C’est sous l’angle de la première des cinq fonctions stratégiques qui, en France, structurent la stratégie de défense et de sécurité nationale, que les auditeurs de la 34ème session méditerranéenne des hautes études stratégiques (34ème SMHES) ont conduit leur second séminaire à Paris du 16 au 18 novembre 2023. Ce rendez-vous parisien est toujours une étape importante dans le parcours des auditeurs de nos sessions méditerranéennes. Destiné à leur présenter les principaux centres qui participent à la fonction « connaissance et anticipation » au sein de l’appareil d’Etat français, il prépare aussi le séminaire organisé à Bruxelles au mois de février qui leur permettra de disposer d’une vision complémentaire et approfondie de l’ensemble des centres de décisions impliqués dans la mise en œuvre de notre défense et de notre sécurité à l’échelle européenne. Après Istres et Cadarache qui, en octobre, leur avaient dévoilé des aspects fondamentaux et structurants de la puissance d’un Etat : sa capacité à innover, à maîtriser ses ressources et son approvisionnement énergétique, les efforts qu’il fait pour préparer son avenir technologique et industriel, les outils de puissance et d’influence dont il se dote ; il était donc pertinent de poursuivre l’examen des facteurs de puissance de l’Etat en explorant quelques-unes de ses institutions clef dans les domaines cardinaux que sont le Renseignement et les relations diplomatiques et internationales. Aller à la rencontre de tels acteurs qui, au quotidien, proposent des options au pouvoir exécutif pour répondre aux multiples exigences induites par une situation internationale sans équivalent depuis la fin de la Seconde guerre mondiale avait donc beaucoup de sens pour une session dont le thème d’étude est celui des conséquences en Méditerranée de la guerre en Ukraine. De surcroît, passer par Paris permet aussi d’y poursuivre la découverte des perles technologiques dont la France a su se doter ; ce séjour parisien a donc permis aux auditeurs de mieux connaître l’une d’elles : l’Office national d’études et de recherches aérospatiales (ONERA).
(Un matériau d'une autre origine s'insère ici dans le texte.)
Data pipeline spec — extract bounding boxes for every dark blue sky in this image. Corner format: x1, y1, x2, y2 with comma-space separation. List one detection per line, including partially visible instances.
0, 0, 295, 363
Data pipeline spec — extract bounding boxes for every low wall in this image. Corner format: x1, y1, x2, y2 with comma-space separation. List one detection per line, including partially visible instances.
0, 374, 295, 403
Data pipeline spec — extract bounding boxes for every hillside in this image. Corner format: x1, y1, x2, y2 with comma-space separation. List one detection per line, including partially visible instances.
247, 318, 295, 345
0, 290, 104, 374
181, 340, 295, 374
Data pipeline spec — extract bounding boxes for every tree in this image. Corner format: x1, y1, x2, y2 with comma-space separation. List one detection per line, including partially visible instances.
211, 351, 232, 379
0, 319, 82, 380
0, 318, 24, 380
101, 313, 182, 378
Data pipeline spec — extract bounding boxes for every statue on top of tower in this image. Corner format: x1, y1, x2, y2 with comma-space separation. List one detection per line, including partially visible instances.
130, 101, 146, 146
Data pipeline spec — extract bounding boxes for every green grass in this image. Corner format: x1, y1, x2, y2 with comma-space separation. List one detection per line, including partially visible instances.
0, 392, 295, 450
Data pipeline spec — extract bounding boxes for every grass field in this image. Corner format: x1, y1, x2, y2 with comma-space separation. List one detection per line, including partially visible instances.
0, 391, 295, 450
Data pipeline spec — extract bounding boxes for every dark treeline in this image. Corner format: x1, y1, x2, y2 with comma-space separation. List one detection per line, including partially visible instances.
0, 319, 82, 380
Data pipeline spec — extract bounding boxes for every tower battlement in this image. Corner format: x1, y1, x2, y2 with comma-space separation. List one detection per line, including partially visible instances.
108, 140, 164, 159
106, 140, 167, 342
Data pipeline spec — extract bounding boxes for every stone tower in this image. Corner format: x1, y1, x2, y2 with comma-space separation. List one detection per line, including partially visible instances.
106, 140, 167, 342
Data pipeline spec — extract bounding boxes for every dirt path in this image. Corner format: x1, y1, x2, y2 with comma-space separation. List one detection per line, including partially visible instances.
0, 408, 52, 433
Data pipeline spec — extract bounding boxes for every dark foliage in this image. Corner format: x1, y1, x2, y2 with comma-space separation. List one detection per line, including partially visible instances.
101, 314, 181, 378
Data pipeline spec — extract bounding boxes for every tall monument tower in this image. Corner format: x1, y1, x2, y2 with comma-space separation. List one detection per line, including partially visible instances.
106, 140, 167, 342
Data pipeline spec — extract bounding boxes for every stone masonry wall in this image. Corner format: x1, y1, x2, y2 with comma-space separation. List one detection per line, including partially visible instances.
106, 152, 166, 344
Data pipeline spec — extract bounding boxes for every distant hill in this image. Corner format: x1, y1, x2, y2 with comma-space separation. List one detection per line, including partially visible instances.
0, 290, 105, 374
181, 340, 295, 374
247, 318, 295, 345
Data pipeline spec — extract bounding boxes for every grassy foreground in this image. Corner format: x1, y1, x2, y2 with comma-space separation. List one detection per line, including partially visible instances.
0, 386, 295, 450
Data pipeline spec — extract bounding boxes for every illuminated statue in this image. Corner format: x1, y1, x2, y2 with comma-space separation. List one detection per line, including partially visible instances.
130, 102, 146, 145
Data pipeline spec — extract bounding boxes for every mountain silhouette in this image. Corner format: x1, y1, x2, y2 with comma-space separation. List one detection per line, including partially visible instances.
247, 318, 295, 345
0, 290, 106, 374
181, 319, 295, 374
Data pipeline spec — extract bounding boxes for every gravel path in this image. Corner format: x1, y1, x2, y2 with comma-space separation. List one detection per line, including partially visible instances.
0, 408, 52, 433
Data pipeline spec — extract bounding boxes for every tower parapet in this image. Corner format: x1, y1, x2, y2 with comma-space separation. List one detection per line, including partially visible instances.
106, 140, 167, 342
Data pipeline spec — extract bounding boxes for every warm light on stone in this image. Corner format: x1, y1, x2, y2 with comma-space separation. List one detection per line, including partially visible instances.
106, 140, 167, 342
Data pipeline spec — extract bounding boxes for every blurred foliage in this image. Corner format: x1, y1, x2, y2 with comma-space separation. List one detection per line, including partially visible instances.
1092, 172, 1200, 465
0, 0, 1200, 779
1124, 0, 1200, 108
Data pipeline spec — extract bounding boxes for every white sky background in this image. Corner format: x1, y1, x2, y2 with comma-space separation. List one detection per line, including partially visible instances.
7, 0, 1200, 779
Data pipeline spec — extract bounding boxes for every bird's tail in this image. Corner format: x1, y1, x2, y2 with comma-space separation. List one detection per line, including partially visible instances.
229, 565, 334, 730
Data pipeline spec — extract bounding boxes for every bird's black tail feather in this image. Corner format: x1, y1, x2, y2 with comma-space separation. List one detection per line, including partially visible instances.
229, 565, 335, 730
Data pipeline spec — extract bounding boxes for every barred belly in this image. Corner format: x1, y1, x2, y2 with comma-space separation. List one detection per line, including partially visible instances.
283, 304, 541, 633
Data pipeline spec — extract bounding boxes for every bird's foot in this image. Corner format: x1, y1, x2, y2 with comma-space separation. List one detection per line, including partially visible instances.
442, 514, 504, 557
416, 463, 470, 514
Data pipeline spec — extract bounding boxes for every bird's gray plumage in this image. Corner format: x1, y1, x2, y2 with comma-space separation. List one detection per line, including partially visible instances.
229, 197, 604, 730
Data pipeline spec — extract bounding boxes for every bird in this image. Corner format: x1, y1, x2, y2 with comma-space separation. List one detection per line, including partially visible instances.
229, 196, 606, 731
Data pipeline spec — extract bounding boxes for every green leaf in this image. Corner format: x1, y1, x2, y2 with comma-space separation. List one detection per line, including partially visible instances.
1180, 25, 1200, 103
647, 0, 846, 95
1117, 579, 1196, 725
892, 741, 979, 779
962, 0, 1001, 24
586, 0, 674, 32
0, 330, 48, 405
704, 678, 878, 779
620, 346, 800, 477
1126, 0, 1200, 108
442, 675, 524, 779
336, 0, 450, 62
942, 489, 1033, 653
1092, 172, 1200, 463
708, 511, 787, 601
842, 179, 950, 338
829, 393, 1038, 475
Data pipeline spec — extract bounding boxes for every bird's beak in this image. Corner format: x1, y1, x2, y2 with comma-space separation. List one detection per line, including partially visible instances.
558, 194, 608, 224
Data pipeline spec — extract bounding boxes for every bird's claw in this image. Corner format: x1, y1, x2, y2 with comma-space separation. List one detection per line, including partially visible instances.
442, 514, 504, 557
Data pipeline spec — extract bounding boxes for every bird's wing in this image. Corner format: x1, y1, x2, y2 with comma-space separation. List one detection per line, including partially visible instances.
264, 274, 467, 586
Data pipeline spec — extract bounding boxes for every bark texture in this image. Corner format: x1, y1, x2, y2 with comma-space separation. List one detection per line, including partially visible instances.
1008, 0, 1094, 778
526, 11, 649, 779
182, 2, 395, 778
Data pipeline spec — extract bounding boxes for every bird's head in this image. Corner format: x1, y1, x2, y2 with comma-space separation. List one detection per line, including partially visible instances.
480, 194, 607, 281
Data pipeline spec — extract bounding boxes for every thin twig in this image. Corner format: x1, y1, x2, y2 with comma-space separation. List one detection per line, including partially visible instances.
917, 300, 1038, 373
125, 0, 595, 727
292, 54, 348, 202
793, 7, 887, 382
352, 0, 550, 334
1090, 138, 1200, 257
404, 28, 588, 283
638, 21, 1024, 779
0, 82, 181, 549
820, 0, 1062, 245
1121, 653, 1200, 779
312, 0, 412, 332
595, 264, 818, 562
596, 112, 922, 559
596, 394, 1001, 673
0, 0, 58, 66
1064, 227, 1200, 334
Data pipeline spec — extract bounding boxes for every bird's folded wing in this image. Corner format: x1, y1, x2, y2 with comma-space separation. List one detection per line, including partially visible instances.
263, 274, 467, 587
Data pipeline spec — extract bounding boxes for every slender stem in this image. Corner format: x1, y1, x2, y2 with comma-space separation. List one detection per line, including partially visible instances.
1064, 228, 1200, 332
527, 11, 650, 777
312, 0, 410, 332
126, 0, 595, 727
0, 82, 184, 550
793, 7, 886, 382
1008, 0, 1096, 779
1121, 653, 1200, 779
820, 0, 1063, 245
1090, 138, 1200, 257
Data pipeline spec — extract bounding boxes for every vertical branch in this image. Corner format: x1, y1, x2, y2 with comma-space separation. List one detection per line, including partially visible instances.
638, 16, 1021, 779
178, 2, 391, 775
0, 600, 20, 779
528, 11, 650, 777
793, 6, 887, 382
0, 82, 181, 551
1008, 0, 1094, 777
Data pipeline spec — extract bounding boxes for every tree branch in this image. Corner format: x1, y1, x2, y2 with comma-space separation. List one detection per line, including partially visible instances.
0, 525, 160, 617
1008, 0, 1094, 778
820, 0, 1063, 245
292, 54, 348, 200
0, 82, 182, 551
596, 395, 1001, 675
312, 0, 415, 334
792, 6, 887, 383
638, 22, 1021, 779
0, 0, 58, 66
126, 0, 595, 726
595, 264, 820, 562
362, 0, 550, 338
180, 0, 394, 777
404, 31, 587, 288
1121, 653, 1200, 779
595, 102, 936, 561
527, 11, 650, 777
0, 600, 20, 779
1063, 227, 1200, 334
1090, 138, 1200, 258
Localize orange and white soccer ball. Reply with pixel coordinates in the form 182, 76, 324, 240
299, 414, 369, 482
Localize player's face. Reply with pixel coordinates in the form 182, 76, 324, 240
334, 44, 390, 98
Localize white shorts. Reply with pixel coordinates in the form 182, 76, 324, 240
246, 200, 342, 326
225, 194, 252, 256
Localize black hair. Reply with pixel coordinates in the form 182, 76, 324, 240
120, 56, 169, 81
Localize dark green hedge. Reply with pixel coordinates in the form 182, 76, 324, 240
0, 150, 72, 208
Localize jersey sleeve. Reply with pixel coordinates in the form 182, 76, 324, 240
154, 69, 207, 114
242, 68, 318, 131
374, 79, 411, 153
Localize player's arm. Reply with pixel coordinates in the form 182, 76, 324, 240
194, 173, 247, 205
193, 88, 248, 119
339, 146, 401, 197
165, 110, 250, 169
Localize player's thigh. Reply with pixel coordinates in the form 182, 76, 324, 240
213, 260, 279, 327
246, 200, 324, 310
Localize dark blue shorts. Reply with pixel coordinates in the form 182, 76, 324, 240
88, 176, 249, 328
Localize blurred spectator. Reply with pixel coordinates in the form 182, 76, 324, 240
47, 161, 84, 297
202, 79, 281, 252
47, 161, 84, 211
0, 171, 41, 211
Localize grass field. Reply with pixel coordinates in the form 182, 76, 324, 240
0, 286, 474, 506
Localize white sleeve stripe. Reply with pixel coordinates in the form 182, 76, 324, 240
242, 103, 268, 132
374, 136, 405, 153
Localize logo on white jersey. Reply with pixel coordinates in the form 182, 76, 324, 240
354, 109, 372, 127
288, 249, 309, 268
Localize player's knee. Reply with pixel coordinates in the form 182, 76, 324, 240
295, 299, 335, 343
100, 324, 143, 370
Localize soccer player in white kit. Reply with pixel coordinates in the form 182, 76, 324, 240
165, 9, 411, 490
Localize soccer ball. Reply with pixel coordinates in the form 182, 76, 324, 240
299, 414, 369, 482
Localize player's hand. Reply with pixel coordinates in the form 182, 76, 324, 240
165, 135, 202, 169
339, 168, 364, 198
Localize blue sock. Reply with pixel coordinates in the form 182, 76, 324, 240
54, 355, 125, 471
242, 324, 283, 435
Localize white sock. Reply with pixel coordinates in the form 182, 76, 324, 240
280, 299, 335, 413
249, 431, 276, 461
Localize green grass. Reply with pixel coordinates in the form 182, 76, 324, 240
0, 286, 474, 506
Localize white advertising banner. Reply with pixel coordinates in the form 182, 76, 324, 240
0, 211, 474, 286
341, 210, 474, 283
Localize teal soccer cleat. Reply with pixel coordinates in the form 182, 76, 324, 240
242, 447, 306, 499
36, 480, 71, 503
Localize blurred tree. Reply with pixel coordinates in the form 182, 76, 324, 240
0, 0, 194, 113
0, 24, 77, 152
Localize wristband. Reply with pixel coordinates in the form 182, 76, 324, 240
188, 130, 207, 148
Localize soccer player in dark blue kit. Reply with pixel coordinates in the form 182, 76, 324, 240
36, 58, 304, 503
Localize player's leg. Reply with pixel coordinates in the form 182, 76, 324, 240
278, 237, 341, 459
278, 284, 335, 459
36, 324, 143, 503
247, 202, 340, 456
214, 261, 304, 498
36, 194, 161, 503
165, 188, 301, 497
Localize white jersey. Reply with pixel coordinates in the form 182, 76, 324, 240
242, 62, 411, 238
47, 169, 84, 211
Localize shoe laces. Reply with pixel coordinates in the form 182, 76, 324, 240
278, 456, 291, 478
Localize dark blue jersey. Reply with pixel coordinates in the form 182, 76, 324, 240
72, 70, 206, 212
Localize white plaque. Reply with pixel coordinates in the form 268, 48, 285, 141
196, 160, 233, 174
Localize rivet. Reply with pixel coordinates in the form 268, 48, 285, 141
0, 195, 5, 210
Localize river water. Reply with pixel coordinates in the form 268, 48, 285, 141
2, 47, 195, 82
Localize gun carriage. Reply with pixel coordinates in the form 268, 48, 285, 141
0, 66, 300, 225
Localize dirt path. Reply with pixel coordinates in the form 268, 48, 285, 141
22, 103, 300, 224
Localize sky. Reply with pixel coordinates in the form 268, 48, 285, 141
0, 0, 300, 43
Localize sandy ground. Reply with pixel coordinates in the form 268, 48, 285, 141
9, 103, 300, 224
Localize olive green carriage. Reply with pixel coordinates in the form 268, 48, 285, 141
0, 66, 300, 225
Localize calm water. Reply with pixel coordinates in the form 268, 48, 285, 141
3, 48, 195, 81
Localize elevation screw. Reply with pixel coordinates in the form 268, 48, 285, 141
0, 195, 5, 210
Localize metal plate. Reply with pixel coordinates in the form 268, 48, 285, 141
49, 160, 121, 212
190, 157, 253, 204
Pendant ces trois journées, les auditeurs ont eu cette année l’honneur d’être les hôtes du prestigieux Yacht Club de France. Idéalement situé à quelques pas de l’Arc de Triomphe, ce club offre des conditions idéales pour y tenir un séminaire : confort, discrétion et une accessibilité permettant à tous les intervenants de venir à la rencontre de la 34ème SMHES avec la plus grande facilité. Dans une belle unité de temps et de lieu, les auditeurs ont donc débuté ce séjour parisien par une première journée dense et studieuse pendant laquelle quatre organismes se sont succédé au pupitre : le secrétariat général pour la défense et la sécurité nationale (SGDSN), la direction générale des relations internationales et de la stratégie (DGRIS) du ministère des armées, la direction du renseignement militaire (DRM) et enfin le pôle relations internationales de l’état-major des armées (PRIM-EMA).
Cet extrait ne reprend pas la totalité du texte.